The usage of these alternate implementations requires re-compilation of the library (see Building). They are controlled by global macro definitions (or their absence), which must be changed (or removed) before re-compiling. See below for which definitions control which alternate function implementations.
The implementation that is used for the population count functions is controlled by the following definitions:
- When
POP_COUNT_LUT_LARGE
is defined, a 128-byte look-up table is used. This is the fastest method, and the default for this library. - When
POP_COUNT_LUT_SMALL
is defined, a smaller 16-byte look-up table is used. Trades speed for size; smaller than, but not as fast as the 'large' LUT implementation; faster than the fallback iterative method. - If neither of the above are defined, an iterative method is used, which has the smallest size, but is slowest.
Should multiple definitions exist, the included implementation is prioritised according to the listing order above.
The implementation used for functions that count trailing zeroes is controlled by the following definition:
- When
CTZ_LUT_LARGE
is defined, a 128-byte look-up table is used. This is the fastest method, and the default for this library. - If not defined, an iterative method is used, which has a smaller size, but is slower.

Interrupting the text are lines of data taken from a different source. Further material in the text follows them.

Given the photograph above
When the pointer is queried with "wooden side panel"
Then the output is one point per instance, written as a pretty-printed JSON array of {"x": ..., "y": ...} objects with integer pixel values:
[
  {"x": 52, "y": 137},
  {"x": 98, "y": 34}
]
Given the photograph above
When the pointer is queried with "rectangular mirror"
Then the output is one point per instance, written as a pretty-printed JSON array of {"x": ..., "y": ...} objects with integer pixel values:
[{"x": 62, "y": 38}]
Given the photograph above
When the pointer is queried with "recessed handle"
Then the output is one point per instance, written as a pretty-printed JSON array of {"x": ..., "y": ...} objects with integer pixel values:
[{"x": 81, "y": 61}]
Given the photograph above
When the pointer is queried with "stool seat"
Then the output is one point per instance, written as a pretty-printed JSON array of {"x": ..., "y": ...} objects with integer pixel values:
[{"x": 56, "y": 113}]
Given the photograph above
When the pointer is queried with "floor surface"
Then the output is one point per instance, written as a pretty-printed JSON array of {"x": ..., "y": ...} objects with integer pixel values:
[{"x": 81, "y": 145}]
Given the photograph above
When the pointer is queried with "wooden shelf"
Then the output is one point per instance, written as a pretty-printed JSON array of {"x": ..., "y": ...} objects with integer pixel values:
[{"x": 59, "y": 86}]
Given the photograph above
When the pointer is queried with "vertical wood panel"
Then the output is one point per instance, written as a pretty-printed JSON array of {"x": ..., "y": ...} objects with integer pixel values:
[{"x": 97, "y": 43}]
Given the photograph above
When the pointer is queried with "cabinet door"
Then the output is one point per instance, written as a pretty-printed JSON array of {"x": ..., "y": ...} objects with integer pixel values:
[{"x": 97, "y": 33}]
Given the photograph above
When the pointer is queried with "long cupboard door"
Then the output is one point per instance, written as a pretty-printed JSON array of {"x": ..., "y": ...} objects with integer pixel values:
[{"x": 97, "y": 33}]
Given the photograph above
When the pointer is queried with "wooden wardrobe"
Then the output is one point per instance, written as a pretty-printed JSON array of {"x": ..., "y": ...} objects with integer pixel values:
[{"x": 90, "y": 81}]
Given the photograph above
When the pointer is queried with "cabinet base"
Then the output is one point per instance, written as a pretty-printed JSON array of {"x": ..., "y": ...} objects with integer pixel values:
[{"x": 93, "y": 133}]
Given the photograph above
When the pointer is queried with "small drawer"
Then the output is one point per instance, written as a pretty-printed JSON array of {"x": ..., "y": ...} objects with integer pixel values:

The implementation used for functions that count leading zeroes is controlled by the following definition:
- When
CLZ_LUT_LARGE
is defined, a 128-byte look-up table is used. This is the fastest method, and the default for this library. - If not defined, an iterative method is used, which has a smaller size, but is slower.
The implementation used for functions that reverse/reflect bits is controlled by the following definition:
- When
REFLECT_LUT
is defined, a 16-byte look-up table is used. This is the fastest method, and the default for this library. - If not defined, an iterative method is used, which has a smaller size, but is slower.

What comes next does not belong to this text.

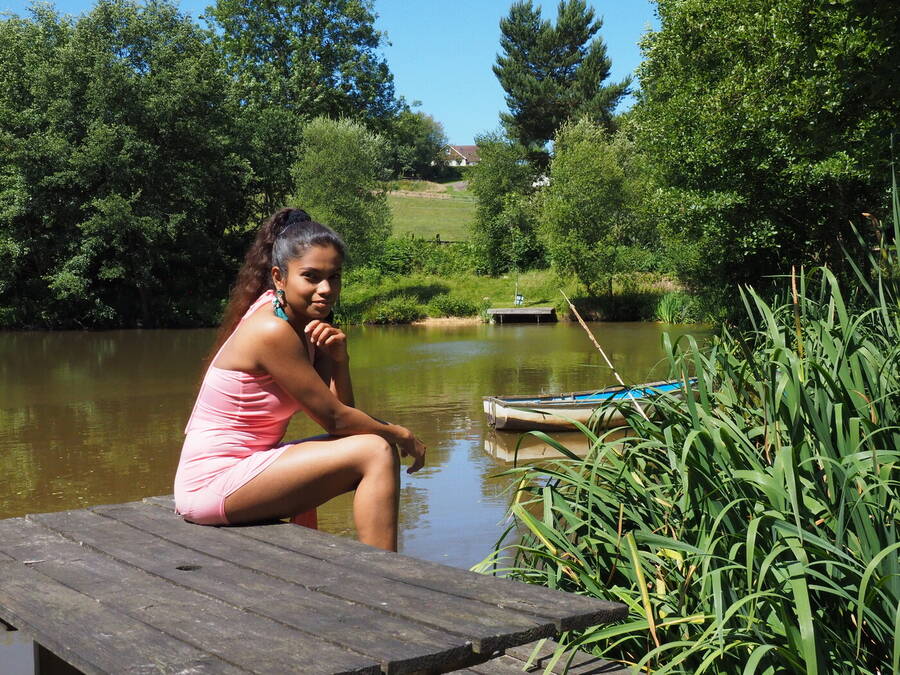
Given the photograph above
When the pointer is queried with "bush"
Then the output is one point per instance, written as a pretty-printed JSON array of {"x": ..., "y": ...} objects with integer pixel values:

A test and benchmark program, main.c
, is included in the source repository. It is designed to be run with the μCsim microcontroller simulator included with SDCC, but should also run on physical STM8 hardware that uses an STM8S208RBT6 (such as ST's Nucleo-64 development board equipped with this chip).
The program will run tests, using a variety of input data, on each library function and compare it's output value to that of the associated plain-C reference function (see ref.c
). A string of "PASS" or "FAIL" is given, depending on whether the values match. At the conclusion of all tests, total pass/fail counts will be output.
For details of the benchmark part of the program, please see the Benchmarks section. Please note that the benchmark is only really designed to be run under the μCsim simulator.
When executing in μCsim, all output from the program is directed to the simulator console. When executing on physical hardware, all output is transmitted on UART1.
This library is licensed under the MIT Licence. Please see file LICENSE.txt for full licence text.